Jun 11, 2021; Eugene, Oregon, USA; An NCAA logo flag at the NCAA Track and Field Championships at Hayward Field. Mandatory Credit: Kirby Lee-USA TODAY Sports

Pay day finally has arrived for NCAA athletes.

The NCAA's board of directors adopted an interim policy for all three divisions on Wednesday permitting incoming and current student-athletes to make money off their names, images and likenesses beginning Thursday.

That offers athletes the ability to monetize social media, endorsements, autograph signings and other financial opportunities. Athletes also are permitted to use a professional service provider such as an agent or representative to broker such deals.

"This is an important day for college athletes since they all are now able to take advantage of name, image and likeness opportunities,” NCAA president Mark Emmert said in a statement. “With the variety of state laws adopted across the country, we will continue to work with Congress to develop a solution that will provide clarity on a national level.

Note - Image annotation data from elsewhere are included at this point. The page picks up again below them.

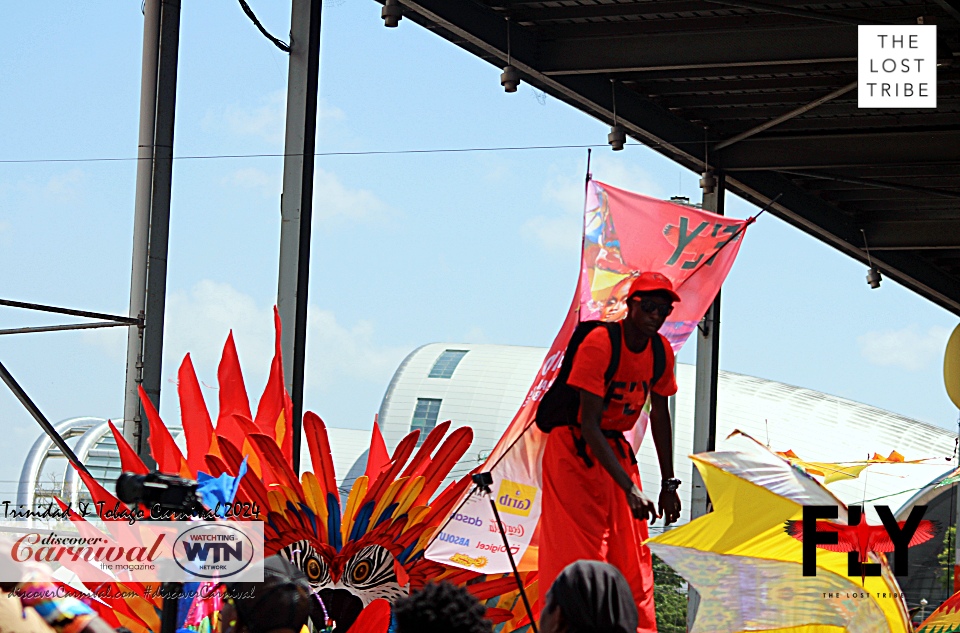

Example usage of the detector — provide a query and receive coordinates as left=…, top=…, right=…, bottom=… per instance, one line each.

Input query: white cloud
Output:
left=220, top=167, right=394, bottom=228
left=218, top=90, right=345, bottom=143
left=220, top=167, right=283, bottom=200
left=857, top=325, right=950, bottom=371
left=313, top=169, right=391, bottom=222
left=85, top=280, right=412, bottom=419
left=521, top=156, right=665, bottom=254
left=163, top=280, right=409, bottom=401
left=43, top=169, right=84, bottom=202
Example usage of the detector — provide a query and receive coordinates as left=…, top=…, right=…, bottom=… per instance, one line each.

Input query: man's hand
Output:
left=626, top=484, right=660, bottom=523
left=660, top=490, right=680, bottom=525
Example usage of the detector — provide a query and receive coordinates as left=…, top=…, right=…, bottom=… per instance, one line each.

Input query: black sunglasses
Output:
left=633, top=297, right=673, bottom=317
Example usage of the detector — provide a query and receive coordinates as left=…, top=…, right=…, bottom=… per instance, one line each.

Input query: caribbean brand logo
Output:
left=784, top=505, right=938, bottom=580
left=450, top=552, right=487, bottom=569
left=497, top=479, right=537, bottom=517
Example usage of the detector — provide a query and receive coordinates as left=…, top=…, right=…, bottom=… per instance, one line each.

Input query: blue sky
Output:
left=0, top=0, right=957, bottom=498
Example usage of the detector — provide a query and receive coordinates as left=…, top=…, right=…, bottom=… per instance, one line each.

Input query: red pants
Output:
left=538, top=427, right=657, bottom=633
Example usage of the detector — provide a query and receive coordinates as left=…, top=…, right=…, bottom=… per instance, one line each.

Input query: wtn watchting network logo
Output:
left=173, top=523, right=255, bottom=579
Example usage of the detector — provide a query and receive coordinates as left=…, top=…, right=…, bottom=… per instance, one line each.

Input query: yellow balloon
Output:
left=943, top=325, right=960, bottom=409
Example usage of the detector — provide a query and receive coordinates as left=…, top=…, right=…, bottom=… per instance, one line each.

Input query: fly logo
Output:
left=784, top=506, right=937, bottom=581
left=497, top=479, right=537, bottom=517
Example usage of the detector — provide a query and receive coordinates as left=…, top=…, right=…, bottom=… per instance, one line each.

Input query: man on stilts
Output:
left=539, top=272, right=680, bottom=633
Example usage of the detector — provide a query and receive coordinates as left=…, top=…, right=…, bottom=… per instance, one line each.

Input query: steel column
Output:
left=277, top=0, right=323, bottom=472
left=123, top=0, right=180, bottom=466
left=687, top=172, right=727, bottom=630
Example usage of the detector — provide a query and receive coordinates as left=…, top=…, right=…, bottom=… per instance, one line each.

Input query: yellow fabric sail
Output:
left=647, top=440, right=912, bottom=633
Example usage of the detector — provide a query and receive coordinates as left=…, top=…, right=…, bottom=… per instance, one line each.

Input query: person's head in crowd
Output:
left=393, top=582, right=492, bottom=633
left=220, top=556, right=316, bottom=633
left=540, top=560, right=637, bottom=633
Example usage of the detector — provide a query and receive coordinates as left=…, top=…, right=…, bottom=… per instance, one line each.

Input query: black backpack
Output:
left=536, top=321, right=667, bottom=433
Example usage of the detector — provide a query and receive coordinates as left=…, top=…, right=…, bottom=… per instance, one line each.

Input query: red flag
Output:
left=177, top=354, right=215, bottom=472
left=425, top=180, right=751, bottom=574
left=217, top=330, right=253, bottom=428
left=107, top=420, right=150, bottom=475
left=138, top=386, right=196, bottom=479
left=363, top=416, right=390, bottom=481
left=253, top=306, right=293, bottom=464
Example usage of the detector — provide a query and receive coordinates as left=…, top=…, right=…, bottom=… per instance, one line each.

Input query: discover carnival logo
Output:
left=173, top=523, right=254, bottom=579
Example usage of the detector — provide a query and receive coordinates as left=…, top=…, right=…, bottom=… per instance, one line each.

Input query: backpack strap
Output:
left=603, top=321, right=623, bottom=385
left=603, top=321, right=623, bottom=408
left=650, top=334, right=667, bottom=391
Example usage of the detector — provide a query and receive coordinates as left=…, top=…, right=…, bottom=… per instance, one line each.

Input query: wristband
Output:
left=660, top=477, right=681, bottom=492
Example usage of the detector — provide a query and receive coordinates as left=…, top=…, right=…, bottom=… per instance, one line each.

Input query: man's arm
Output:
left=650, top=392, right=680, bottom=525
left=579, top=389, right=660, bottom=521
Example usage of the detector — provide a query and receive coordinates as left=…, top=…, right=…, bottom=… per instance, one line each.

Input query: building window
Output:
left=427, top=349, right=467, bottom=378
left=410, top=398, right=441, bottom=446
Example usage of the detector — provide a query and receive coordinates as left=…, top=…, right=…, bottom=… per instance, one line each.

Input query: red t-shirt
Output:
left=567, top=327, right=677, bottom=431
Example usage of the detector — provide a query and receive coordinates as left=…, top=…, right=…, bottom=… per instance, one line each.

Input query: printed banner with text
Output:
left=426, top=180, right=748, bottom=573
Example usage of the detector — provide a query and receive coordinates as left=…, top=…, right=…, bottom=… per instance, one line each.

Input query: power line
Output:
left=0, top=143, right=676, bottom=165
left=240, top=0, right=290, bottom=53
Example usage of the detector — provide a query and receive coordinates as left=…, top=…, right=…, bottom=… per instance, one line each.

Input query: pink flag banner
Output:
left=426, top=180, right=751, bottom=573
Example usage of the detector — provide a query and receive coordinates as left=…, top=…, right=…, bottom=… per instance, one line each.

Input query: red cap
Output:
left=627, top=272, right=680, bottom=301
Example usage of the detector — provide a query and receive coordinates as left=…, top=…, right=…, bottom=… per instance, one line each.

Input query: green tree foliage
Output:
left=653, top=556, right=687, bottom=633
left=937, top=525, right=957, bottom=593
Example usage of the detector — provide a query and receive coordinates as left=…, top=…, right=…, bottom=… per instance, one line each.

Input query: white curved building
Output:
left=379, top=343, right=956, bottom=523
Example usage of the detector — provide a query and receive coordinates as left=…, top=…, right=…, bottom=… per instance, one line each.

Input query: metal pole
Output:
left=123, top=0, right=160, bottom=460
left=277, top=0, right=323, bottom=472
left=687, top=172, right=727, bottom=631
left=138, top=0, right=180, bottom=456
left=124, top=0, right=180, bottom=467
left=0, top=363, right=90, bottom=475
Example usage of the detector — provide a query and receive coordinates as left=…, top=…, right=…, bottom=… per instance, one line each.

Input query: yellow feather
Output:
left=340, top=475, right=367, bottom=543
left=393, top=477, right=424, bottom=517
left=370, top=477, right=408, bottom=527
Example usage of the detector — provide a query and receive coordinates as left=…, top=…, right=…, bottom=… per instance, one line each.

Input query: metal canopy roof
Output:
left=379, top=0, right=960, bottom=314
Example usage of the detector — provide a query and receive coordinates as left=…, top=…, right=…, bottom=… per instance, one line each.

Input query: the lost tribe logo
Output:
left=784, top=505, right=938, bottom=578
left=663, top=216, right=739, bottom=270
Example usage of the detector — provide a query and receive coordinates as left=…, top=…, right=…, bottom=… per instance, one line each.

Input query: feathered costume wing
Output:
left=65, top=317, right=536, bottom=633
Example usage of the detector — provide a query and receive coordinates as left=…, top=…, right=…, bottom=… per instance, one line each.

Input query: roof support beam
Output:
left=714, top=81, right=857, bottom=150
left=722, top=129, right=960, bottom=173
left=863, top=220, right=960, bottom=251
left=727, top=171, right=960, bottom=314
left=540, top=25, right=857, bottom=76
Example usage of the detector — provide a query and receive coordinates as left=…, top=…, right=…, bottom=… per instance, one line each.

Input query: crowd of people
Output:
left=0, top=556, right=638, bottom=633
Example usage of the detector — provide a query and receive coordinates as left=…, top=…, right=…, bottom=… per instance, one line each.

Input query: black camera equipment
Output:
left=470, top=472, right=539, bottom=633
left=117, top=472, right=201, bottom=514
left=117, top=472, right=203, bottom=633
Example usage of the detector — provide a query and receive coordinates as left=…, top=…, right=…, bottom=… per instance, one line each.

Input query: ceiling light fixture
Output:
left=607, top=79, right=627, bottom=152
left=500, top=16, right=520, bottom=92
left=860, top=229, right=883, bottom=290
left=380, top=0, right=403, bottom=29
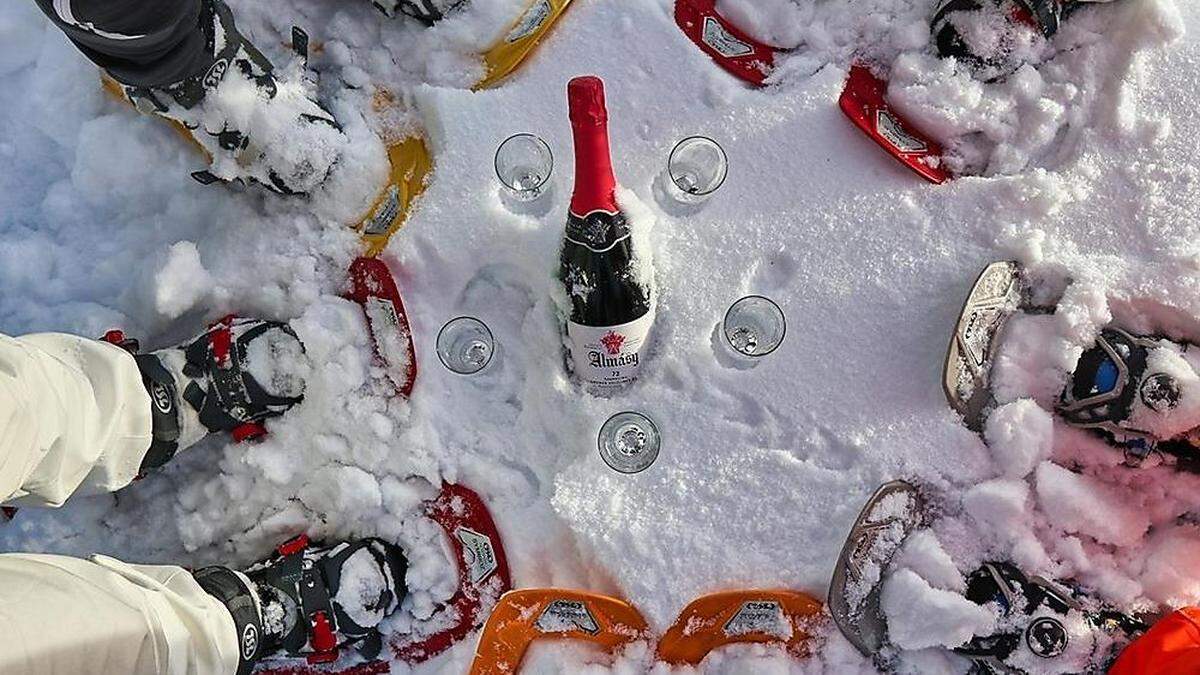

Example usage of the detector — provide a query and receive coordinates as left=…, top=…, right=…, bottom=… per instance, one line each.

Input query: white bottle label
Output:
left=566, top=307, right=654, bottom=395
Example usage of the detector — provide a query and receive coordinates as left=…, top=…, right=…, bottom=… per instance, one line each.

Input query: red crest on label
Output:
left=600, top=330, right=625, bottom=356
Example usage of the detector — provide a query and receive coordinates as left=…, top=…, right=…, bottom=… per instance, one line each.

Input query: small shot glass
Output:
left=667, top=136, right=730, bottom=204
left=596, top=411, right=662, bottom=473
left=496, top=133, right=554, bottom=202
left=437, top=316, right=496, bottom=375
left=721, top=295, right=787, bottom=359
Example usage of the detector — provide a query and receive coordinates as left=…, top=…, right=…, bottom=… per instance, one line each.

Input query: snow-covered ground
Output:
left=0, top=0, right=1200, bottom=675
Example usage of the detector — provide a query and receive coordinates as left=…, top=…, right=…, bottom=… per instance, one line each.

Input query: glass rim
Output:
left=433, top=315, right=496, bottom=376
left=596, top=410, right=662, bottom=476
left=667, top=135, right=730, bottom=197
left=721, top=293, right=787, bottom=359
left=492, top=131, right=554, bottom=192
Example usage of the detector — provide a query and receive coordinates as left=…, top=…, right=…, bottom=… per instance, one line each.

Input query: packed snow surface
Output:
left=0, top=0, right=1200, bottom=675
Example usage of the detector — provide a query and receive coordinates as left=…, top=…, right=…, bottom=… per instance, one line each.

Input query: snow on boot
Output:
left=111, top=0, right=348, bottom=195
left=372, top=0, right=466, bottom=25
left=954, top=562, right=1146, bottom=674
left=931, top=0, right=1062, bottom=80
left=1058, top=328, right=1200, bottom=456
left=193, top=534, right=408, bottom=675
left=104, top=317, right=304, bottom=473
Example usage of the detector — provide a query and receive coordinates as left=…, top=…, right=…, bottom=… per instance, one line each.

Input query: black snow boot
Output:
left=104, top=316, right=311, bottom=473
left=931, top=0, right=1063, bottom=80
left=194, top=536, right=408, bottom=675
left=954, top=562, right=1146, bottom=674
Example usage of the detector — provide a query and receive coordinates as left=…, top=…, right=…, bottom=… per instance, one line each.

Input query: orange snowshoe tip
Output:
left=658, top=590, right=822, bottom=665
left=472, top=0, right=571, bottom=91
left=355, top=136, right=433, bottom=258
left=470, top=589, right=649, bottom=675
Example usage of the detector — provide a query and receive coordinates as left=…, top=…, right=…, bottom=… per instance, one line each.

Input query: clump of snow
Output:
left=1036, top=461, right=1150, bottom=546
left=154, top=241, right=212, bottom=318
left=881, top=569, right=996, bottom=650
left=984, top=399, right=1054, bottom=478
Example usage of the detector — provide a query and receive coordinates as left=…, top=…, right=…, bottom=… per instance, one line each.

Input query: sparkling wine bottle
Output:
left=560, top=76, right=654, bottom=395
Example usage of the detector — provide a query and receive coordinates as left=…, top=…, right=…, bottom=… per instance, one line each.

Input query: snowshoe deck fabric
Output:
left=829, top=480, right=924, bottom=658
left=256, top=483, right=512, bottom=675
left=346, top=257, right=416, bottom=399
left=942, top=262, right=1022, bottom=431
left=658, top=590, right=822, bottom=665
left=674, top=0, right=779, bottom=86
left=470, top=589, right=649, bottom=675
left=472, top=0, right=571, bottom=91
left=838, top=62, right=953, bottom=184
left=355, top=136, right=433, bottom=258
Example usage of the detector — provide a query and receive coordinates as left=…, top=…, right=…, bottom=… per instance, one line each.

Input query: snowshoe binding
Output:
left=954, top=562, right=1147, bottom=674
left=194, top=534, right=408, bottom=675
left=107, top=0, right=348, bottom=195
left=103, top=316, right=310, bottom=473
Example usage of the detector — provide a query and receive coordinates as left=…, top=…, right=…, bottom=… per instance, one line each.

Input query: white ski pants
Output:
left=0, top=334, right=238, bottom=675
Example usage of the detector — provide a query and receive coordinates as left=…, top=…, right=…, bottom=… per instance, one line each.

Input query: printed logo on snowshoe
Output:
left=725, top=601, right=788, bottom=635
left=454, top=527, right=499, bottom=584
left=1025, top=616, right=1067, bottom=658
left=362, top=185, right=400, bottom=234
left=241, top=623, right=258, bottom=661
left=700, top=17, right=754, bottom=59
left=875, top=108, right=929, bottom=155
left=150, top=382, right=175, bottom=414
left=203, top=59, right=229, bottom=89
left=534, top=601, right=600, bottom=635
left=1141, top=372, right=1181, bottom=412
left=505, top=0, right=551, bottom=43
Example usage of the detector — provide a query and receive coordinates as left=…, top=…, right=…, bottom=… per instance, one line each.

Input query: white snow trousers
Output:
left=0, top=334, right=238, bottom=675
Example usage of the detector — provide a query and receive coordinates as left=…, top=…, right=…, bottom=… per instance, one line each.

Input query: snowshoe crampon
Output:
left=346, top=258, right=416, bottom=399
left=658, top=590, right=822, bottom=665
left=942, top=262, right=1022, bottom=431
left=838, top=62, right=953, bottom=184
left=355, top=136, right=433, bottom=258
left=674, top=0, right=779, bottom=86
left=256, top=484, right=512, bottom=675
left=472, top=0, right=571, bottom=91
left=829, top=480, right=924, bottom=658
left=470, top=589, right=649, bottom=675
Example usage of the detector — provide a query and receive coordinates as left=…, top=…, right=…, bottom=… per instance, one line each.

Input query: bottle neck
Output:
left=571, top=120, right=619, bottom=217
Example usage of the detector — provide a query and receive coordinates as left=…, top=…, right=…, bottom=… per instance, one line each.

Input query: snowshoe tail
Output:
left=942, top=262, right=1022, bottom=431
left=472, top=0, right=571, bottom=91
left=470, top=589, right=649, bottom=675
left=838, top=62, right=953, bottom=184
left=674, top=0, right=779, bottom=86
left=829, top=480, right=924, bottom=658
left=346, top=258, right=416, bottom=399
left=658, top=590, right=822, bottom=665
left=257, top=483, right=512, bottom=675
left=355, top=136, right=433, bottom=258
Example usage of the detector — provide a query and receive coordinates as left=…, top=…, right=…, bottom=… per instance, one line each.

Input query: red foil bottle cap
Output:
left=566, top=74, right=608, bottom=126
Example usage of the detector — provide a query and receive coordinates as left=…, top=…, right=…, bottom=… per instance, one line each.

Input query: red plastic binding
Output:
left=308, top=611, right=337, bottom=663
left=275, top=534, right=308, bottom=555
left=229, top=422, right=266, bottom=443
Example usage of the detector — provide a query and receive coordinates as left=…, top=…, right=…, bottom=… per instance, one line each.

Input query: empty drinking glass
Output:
left=496, top=133, right=554, bottom=202
left=596, top=411, right=661, bottom=473
left=667, top=136, right=730, bottom=204
left=438, top=316, right=496, bottom=375
left=721, top=295, right=787, bottom=358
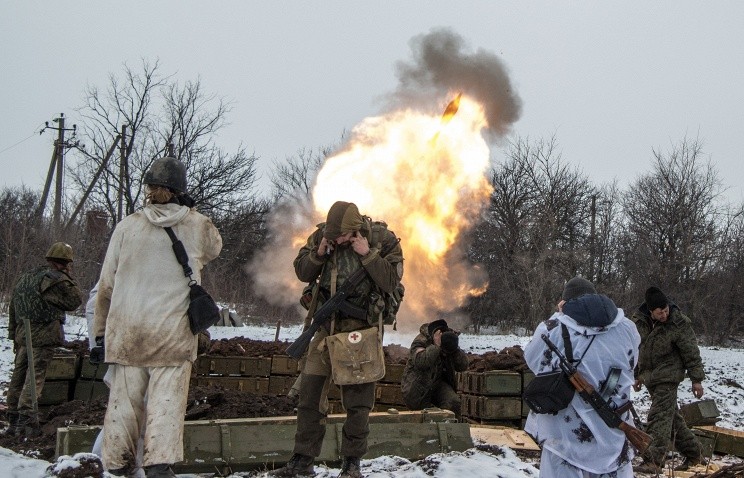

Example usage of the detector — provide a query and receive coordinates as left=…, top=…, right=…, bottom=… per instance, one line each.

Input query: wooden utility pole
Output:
left=36, top=113, right=78, bottom=230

The current environment — both legal and legislative — prevents us from providing a more permanent solution and the level of detail student-athletes deserve.”

Under the policy, NIL activities must be consistent with the law of the state where the athlete's school is located. The athletes should report NIL activities to their school, and the college and universities are responsible for ensuring the activities are consistent with state law.

After years of debate regarding the ability of student-athletes to profit off their NIL, this ruling clears the way for earning power that exceeds the traditional compensation of a college education, while also maintaining the long-standing restrictions preventing pay-for-play.

"The new policy preserves the fact college sports are not pay-for-play,” Division II Presidents Council chair Sandra Jordan, chancellor at the University of South Carolina Aiken, said. “It also reinforces key principles of fairness and integrity across the NCAA and maintains rules prohibiting improper recruiting inducements. It’s important any new rules maintain these principles.”